Les dépens de première instance et d’appel seront employés en frais privilégiés de la procédure collective.
Il sera fait application des dispositions de l’article 699 du code de procédure civile au profit de Me Pajeot qui en a fait la demande.
En outre, il serait inéquitable de laisser à la charge de l’appelante les frais irrépétibles exposés à l’occasion de la présente instance.

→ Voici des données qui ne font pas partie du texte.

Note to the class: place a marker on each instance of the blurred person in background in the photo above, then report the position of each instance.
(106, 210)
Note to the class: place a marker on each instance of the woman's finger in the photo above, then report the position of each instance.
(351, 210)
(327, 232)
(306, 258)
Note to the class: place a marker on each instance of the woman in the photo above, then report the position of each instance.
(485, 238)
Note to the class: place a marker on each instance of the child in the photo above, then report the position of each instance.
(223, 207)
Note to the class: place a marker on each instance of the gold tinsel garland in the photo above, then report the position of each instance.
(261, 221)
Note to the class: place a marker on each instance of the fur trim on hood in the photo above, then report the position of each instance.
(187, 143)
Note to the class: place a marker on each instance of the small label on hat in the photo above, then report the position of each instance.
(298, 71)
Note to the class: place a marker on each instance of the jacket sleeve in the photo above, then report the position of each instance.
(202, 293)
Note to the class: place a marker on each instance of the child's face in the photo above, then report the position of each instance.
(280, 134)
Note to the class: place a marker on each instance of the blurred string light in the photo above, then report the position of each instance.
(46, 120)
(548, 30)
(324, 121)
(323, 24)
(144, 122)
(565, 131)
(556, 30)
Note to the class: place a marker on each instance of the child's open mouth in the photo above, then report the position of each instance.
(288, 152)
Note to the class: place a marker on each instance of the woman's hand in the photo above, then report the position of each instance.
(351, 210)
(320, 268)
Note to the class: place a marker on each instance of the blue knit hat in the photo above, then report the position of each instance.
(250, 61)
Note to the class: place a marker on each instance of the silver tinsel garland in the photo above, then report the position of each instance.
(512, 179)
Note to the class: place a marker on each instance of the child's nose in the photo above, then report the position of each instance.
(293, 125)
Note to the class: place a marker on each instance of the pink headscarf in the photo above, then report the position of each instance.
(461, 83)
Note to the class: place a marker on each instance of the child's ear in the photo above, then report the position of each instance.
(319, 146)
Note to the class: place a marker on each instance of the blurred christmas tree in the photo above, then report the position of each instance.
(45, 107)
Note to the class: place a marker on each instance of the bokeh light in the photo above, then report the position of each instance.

Aussi Me X prise en sa qualité de mandataire liquidateur sera-t-elle condamnée à verser à la SA Corhofi la somme de 2.000 euros en application des dispositions de l’article 700 du code de procédure civile et déboutée de sa demande formée à ce titre.
PAR CES MOTIFS
Statuant publiquement, par défaut et par mise à disposition au greffe,
Infirme le jugement rendu le 18 avril 2018 par le tribunal de commerce de Caen dans toutes ses dispositions à l’exception de celles ayant constaté la résolution de plein droit du contrat, qui seront confirmées ;
Statuant à nouveau du chef des dispositions infirmées et ajoutant
Ecarte la fin de non-recevoir tirée de la forclusion de l’action en revendication ;
Ordonne la restitution à la SA Corhofi des biens objets de la demande tels qu’ils ont été identifiés par l’inventaire du commissaire-priseur le 17 février 2017 ;
A défaut de restitution des matériels visés, dit que la liquidation judiciaire devra verser à la SA Corhofi le produit de la vente des actifs existants au jour de l’ouverture de la procédure collective tels qu’ils ont été inventoriés par le commissaire-priseur ;
Dit que les dépens de première instance et d’appel seront employés en frais privilégiés de la procédure collective ;
Dit qu’il sera fait application des dispositions de l’article 699 du code de procédure civile au profit de Me Pajeot ;
Condamne Me X prise en sa qualité de mandataire à la liquidation judiciaire de la SARL service matériel normand à verser à la SA Corhofi la somme de 2.000 euros sur le fondement des dispositions de l’article 700 du code de procédure civile ;
Déboute Me X ès qualités de sa demande formée au titre des frais irrépétibles.